For most vendors, the first step is done – converting their solution to be a software-defined/software-driven product. The next step is more difficult. Partnering and developing a single management, orchestration, and provisioning platform that is in the mutual interest of all parties may not be easy. For those who wish to focus in on the VMware ecosystem, it is somewhat easier, given that so long as there are management plugins that work with vSphere, that’s a major step in a unified, singular management platform. But even then, how does a vendor distinguish itself above all the other qualified and certified solutions in the VMware ecosystem?

Even more difficult will be how to buck the trend started by hyperconverged infrastructure (HCI) vendors who are driving out disparate and distinct networking and storage hardware infrastructure, and integrating everything into a cluster of 2U/3U form factors? For example, does a storage company partner with an HCI vendor to come up with a solution similar to Pivot3’s that distinguishes storage from compute/network?

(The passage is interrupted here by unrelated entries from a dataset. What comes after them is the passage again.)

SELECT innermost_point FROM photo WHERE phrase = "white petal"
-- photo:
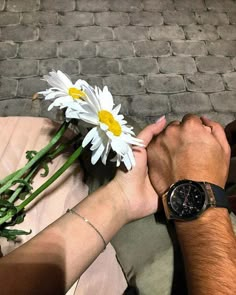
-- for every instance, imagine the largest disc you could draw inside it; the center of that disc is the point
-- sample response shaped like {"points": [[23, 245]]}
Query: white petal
{"points": [[127, 162], [89, 136], [116, 110], [97, 154], [106, 153], [89, 118]]}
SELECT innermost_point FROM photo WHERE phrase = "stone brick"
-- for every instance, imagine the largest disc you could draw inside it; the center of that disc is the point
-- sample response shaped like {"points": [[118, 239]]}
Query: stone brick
{"points": [[125, 85], [8, 87], [158, 5], [57, 33], [68, 66], [146, 18], [224, 101], [186, 5], [23, 5], [227, 32], [18, 68], [115, 49], [189, 48], [94, 33], [190, 102], [152, 48], [165, 83], [17, 107], [58, 5], [39, 18], [29, 86], [131, 33], [150, 105], [177, 65], [204, 83], [75, 18], [38, 50], [2, 5], [111, 19], [234, 63], [230, 80], [232, 18], [166, 33], [139, 65], [9, 18], [201, 32], [125, 104], [77, 49], [19, 33], [222, 118], [99, 66], [126, 5], [213, 64], [178, 17], [219, 5], [222, 47], [7, 50], [212, 18], [93, 5]]}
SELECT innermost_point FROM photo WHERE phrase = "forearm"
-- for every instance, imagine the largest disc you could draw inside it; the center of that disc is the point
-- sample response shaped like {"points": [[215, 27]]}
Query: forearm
{"points": [[209, 250], [66, 247]]}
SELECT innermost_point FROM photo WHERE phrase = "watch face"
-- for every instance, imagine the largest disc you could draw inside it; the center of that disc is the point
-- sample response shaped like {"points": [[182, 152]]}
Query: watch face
{"points": [[186, 199]]}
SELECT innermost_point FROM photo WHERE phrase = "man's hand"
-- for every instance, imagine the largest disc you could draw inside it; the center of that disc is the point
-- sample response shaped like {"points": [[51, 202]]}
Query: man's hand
{"points": [[230, 131], [195, 149], [134, 187]]}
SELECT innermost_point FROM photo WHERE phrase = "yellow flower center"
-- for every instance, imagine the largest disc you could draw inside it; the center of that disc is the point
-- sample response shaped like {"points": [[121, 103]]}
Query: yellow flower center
{"points": [[108, 119], [76, 93]]}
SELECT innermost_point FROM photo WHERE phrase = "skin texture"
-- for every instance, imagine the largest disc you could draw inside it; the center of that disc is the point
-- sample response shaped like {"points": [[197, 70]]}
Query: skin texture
{"points": [[230, 131], [54, 259], [197, 149]]}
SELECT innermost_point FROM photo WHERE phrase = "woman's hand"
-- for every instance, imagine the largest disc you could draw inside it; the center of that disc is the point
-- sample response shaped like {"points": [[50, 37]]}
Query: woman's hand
{"points": [[140, 199]]}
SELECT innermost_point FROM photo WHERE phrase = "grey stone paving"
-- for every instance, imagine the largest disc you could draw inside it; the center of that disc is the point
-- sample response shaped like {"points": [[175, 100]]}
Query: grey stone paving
{"points": [[157, 57]]}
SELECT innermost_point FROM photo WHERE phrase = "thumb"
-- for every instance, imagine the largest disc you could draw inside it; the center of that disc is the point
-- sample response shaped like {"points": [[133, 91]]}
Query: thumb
{"points": [[152, 130]]}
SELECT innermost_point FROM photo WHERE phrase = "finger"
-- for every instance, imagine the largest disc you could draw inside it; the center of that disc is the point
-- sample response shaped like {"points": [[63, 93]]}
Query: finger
{"points": [[152, 130], [217, 131], [230, 131], [176, 122], [191, 117]]}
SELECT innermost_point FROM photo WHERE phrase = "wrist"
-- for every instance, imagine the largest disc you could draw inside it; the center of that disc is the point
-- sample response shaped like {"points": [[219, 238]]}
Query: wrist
{"points": [[212, 224]]}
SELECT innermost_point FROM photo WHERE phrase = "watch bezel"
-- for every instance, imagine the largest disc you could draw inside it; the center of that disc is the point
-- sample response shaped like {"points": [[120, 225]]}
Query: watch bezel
{"points": [[173, 214]]}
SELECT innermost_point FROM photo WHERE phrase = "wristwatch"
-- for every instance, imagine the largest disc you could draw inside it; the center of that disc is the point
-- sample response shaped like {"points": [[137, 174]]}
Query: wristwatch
{"points": [[187, 199]]}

All these questions having been raised, it does not detract from the fact that the infrastructure market is due for a consolidation. It is our considered opinion that there are too many vendors, particularly in the storage space. That said, we believe that the market will find its own equilibrium over the next five years through 2020.

Conclusion

The implication that Nutanix’s successful IPO demonstrates, is that for infrastructure vendors, product marketing efforts must move towards software-defined something. Cloud-like deployment, provisioning and management are key features that customers will be looking for. Integration with adjacent technologies will also be critical for success. Ultimately, to sustain success, partnerships will be the essential to a vendor’s long term survival.